The study was performed by the Department of Ophthalmology of the Medical University of Vienna. All research and measurements adhered to the tenets of the Declaration of Helsinki. The study was approved by the local ethics committee, and informed consent was obtained from all participants after a detailed discussion of the nature and possible consequences of the study procedures.
Twenty-six consecutive patients with clinically significant macular edema (CSME) caused by diabetes mellitus who did not undergo previous treatment were enrolled in this cross-sectional study. Inclusion criteria were clinically significant macular edema caused by diabetes mellitus, no previous treatment of the CSME of any kind, no ocular surgery in the past 3 months, and clarity of optical media to enable detailed fundus imaging.
11 After a complete ophthalmologic examination, including best-corrected visual acuity testing (using the ETDRS logarithmic charts from 2 m), slit lamp examination, funduscopy and stereo fundus photography, all patients underwent standardized microperimetry and SD-OCT in accordance with the study protocol.
Mapping of macular function was performed before fundus photography and fundus biomicroscopy using an MP-1 microperimeter. This instrument allows the examiner to conduct automated static perimetry. Furthermore, using a built-in infrared camera, the instrument tracks the patient's eye movements and presents the stimulus exactly at the predefined retinal positions in a controlled setting.

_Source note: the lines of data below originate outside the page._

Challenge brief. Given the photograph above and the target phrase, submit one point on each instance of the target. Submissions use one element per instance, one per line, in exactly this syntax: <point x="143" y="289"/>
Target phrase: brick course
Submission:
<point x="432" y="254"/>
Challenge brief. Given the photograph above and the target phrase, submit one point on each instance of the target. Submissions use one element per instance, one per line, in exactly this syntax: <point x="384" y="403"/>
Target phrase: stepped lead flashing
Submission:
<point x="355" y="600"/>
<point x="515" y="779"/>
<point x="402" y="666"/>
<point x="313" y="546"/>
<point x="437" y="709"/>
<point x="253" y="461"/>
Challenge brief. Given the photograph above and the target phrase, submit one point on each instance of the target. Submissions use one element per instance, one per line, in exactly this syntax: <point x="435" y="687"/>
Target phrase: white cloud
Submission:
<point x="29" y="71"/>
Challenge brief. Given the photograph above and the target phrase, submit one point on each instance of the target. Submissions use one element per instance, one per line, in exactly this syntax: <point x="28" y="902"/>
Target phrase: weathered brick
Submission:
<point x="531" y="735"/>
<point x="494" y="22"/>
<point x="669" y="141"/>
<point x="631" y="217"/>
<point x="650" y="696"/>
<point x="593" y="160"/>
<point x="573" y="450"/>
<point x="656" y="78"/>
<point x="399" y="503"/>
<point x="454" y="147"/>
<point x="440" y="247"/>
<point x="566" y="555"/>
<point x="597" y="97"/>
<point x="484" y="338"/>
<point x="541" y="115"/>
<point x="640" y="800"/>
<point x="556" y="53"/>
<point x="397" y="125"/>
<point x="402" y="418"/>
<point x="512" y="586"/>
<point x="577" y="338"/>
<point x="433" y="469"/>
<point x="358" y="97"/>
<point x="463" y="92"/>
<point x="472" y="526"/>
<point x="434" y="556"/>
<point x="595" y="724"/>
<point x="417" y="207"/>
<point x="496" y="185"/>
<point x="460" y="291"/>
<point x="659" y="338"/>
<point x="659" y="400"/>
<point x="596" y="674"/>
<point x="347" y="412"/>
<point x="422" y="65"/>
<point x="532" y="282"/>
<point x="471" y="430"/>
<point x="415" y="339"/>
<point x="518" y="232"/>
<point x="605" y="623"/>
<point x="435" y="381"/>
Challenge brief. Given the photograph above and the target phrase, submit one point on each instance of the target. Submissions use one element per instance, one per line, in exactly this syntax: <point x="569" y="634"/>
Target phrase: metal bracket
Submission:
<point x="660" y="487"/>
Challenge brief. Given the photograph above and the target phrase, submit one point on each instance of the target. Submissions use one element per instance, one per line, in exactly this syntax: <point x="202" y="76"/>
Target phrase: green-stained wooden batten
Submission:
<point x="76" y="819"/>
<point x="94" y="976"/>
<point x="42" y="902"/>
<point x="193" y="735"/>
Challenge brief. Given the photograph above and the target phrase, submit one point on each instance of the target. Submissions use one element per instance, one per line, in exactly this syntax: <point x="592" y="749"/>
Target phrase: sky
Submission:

For the present study, the settings used were a homogeneous monochromatic white background illumination of 4 apostilbs (1.27 cd/m
2) and a 3° red cross as fixation target. The Goldmann III size stimulus was presented in random order with the standard 4-2-1 double staircase strategy. The stimulus intensity varied from 0 to 20 dB with 1-dB steps, and the starting intensity was 12 dB (0 dB refers to the strongest signal of 400 apostilbs (127 cd/m
2). Room lighting was dimmed. The fellow eye was firmly patched. For testing, we used a grid pattern consisting of 41 stimuli (12° × 12°) (
Fig. 1), which was automatically centered on the fixation point of the patient. Before testing, 5 minutes were allowed for dark adaptation, and a short training was performed by all patients to familiarize them with the examination. At the end of each examination, a color fundus photograph was taken with the built-in 45° xenon flash fundus camera of the MP-1. With two landmark points, the instrument creates an overlay image indicating the examination points on the color fundus image.
After MP testing a 512 × 128-pixel raster scan (128 horizontal scans with 512 pixel resolution) was performed with SD-OCT (Cirrus; Zeiss Meditec, Dublin, CA.). With special software (Research Browser 3.0; Zeiss Meditec), color fundus photography was imported, together with the overlaid microperimetric examination points into the OCT software. Using the software's internal image algorithms, the imported image was aligned to substitute the OCT infrared fundus image. The precision of alignment was confirmed by checking five fundus landmark points on the SD-OCT scans (
Fig. 2). To correct for possible registration errors, a ±1 scan deviation (46.9 μm) in the
y-axis and ±50 μm in the
x-axis was accepted. If one of the checkpoints was not within the accepted range on the fundus registration compared with the OCT image, further adjustments were made to correct the positioning. After a perfect alignment was achieved, each microperimetry examination point was identified on the OCT scans with the use of the
x- and
y-axis slides (
Fig. 2.). At each of the 1066 microperimetry examination locations, the following morphologic changes were evaluated on the OCT images by two readers masked for anonymity (GGD, MR) of the Vienna Reading Center: diffuse outer nuclear layer (ONL) swelling without cyst formation, ONL cysts, inner nuclear layer (INL) cysts, serous retinal detachment (SRD), and presence of hyperreflective hard exudates with extinction of the scan signal beneath. ONL cyst grading was further divided into three subgroups, depending on the largest diameter of the intraretinal cysts: small (<110 μm), medium (110 to <220 μm), and giant (≥220 μm) cysts. In case of disagreement between the two readers, a consensus reading was performed.
Statistical analysis was performed using a commercial software package (SPSS Inc., version 16.0; SPSS, Chicago, IL). The correlation of OCT characteristics with retinal sensitivity was analyzed using a general linear regression model with fixed factors, covariables, and patient as random factors. To examine the correlation between retinal sensitivity and visual acuity or duration of disease, Pearson's and Spearman's correlations, respectively, were used.